Title: HIV Criminalization and infection
Post by: 0p3n1ngUp on September 07, 2013, 12:25:47 pm
   Seeing as how HIV criminalization laws continue to pop up in the mainstream media, I have some questions. I myself am a young positive male, who has been undetectable since the very first test after beginning my Atripla regimen. My viral load never crested 5k/mL, and I've never had a viral load show in seminal fluid. Additionally I know dozens of sero-disparate couples, with the man (or in some cases top) always the poz individual...and no one has ever passed it on, even after decades together with unprotected sex, and children!
   My question is this: are the people I know--including myself--an exception to the rule? Are there individuals out there who, despite being on medication, are still rather infectious? The law is on our side more and more, but every so often I see a headline about some man infecting hundreds of people and facing charges.
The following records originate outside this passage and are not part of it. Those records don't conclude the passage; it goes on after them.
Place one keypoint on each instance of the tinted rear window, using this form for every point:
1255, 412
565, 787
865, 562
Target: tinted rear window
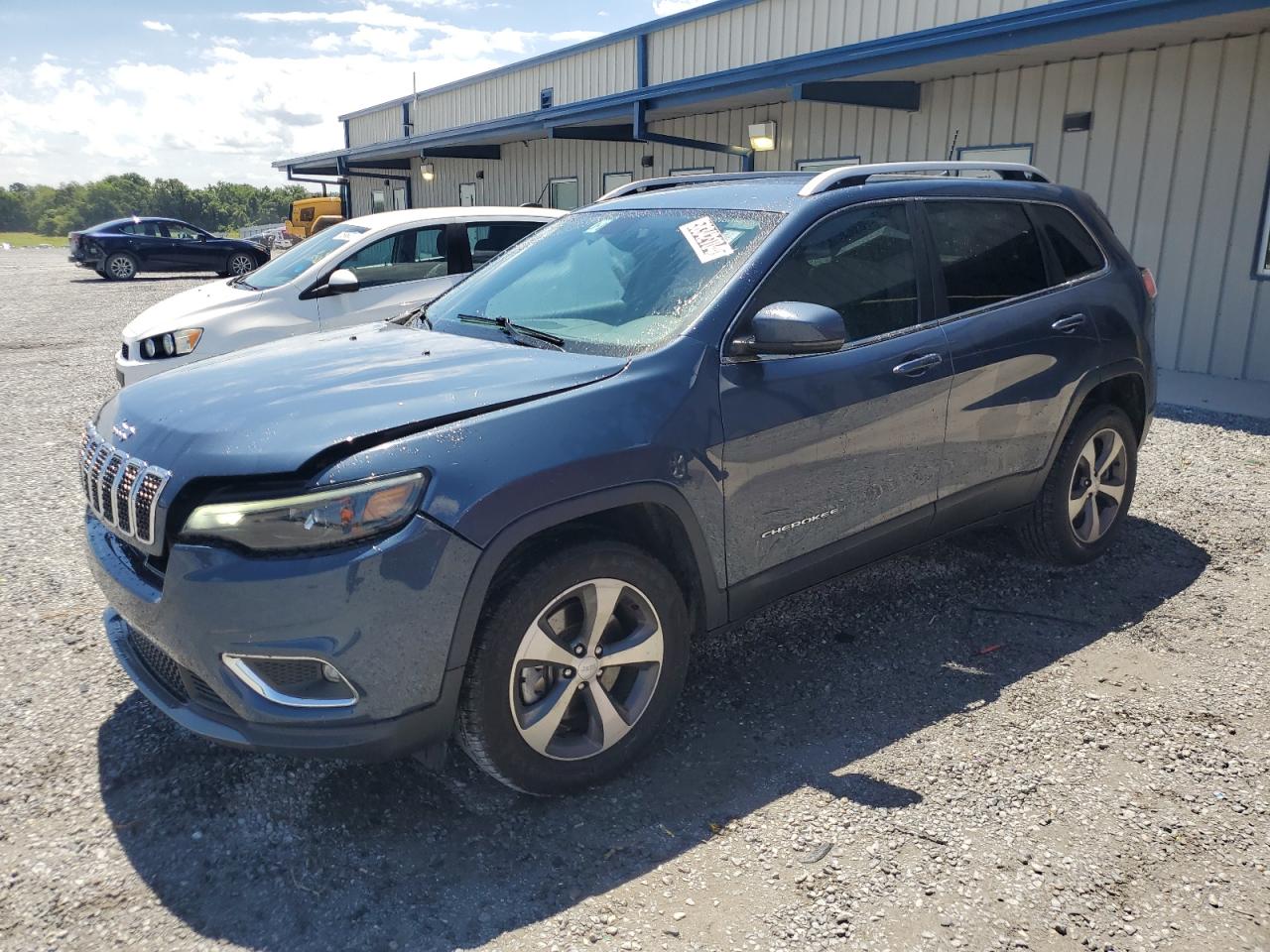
1075, 248
988, 253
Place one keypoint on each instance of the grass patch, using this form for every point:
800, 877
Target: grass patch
30, 239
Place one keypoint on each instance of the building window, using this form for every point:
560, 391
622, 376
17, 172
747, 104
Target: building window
616, 179
993, 154
820, 166
564, 193
1262, 263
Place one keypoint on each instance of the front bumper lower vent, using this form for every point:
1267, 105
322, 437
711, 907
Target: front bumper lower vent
182, 683
121, 490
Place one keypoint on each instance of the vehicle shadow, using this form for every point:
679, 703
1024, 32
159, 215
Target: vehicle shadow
295, 856
148, 278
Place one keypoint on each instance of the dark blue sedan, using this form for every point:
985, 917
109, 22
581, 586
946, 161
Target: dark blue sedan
118, 249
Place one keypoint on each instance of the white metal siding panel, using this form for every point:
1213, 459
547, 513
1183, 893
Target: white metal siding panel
772, 30
1178, 157
1241, 339
587, 75
381, 126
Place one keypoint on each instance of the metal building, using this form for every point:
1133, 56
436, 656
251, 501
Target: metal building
1159, 108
If this were true, would the individual simply be unmedicated or are there actually people out there who retain an infectious viral load despite their use of modern meds? Because I've never met one....
Title: Re: HIV Criminalization and infection
Post by: mecch on September 07, 2013, 01:10:33 pm
I think you mix up too many issues in one thread.
The recent report for example from Missouri is just a few short reports and no accurate no deep information. 

Another issue is that you claim to know your viral load in semen. I'm gay and I've never met a gay HIV+ guy on HAART and undetectable who knew his semen viral load.  Maybe there are gay guys in magnetic couples who do know this, however.

There was research on straight magnetic couples and yeah you are are not the exception to the rule.

And as you say there are gay magnetic couples who have unprotected sex and also don't pass it on. Someone else on this forum can probably come up with the studies that trace this but I don't know where the studies are myself.

"The law in on our side more and more" is a terribly vague statement. As the laws vary country to country and in the the USA the laws very state to state.

You are aware there are laws in some states where its a crime to simply not disclose.  In which there was safe sex and in which there was no transmission.

You can't lump all the sensationalist reports about Typhoid Marys together on certains points....
Title: Re: HIV Criminalization and infection
Post by: Miss Philicia on September 07, 2013, 01:25:24 pm
Most of these laws were enacted before viral load testing, which didn't become available until mid-1996.
Title: Re: HIV Criminalization and infection
Post by: jkinatl2 on September 08, 2013, 01:18:42 am
Most of these laws were enacted before viral load testing, which didn't become available until mid-1996.

In addition, many of these laws do not reflect HIV transmission vectors as we know them today (or knew them in 2001).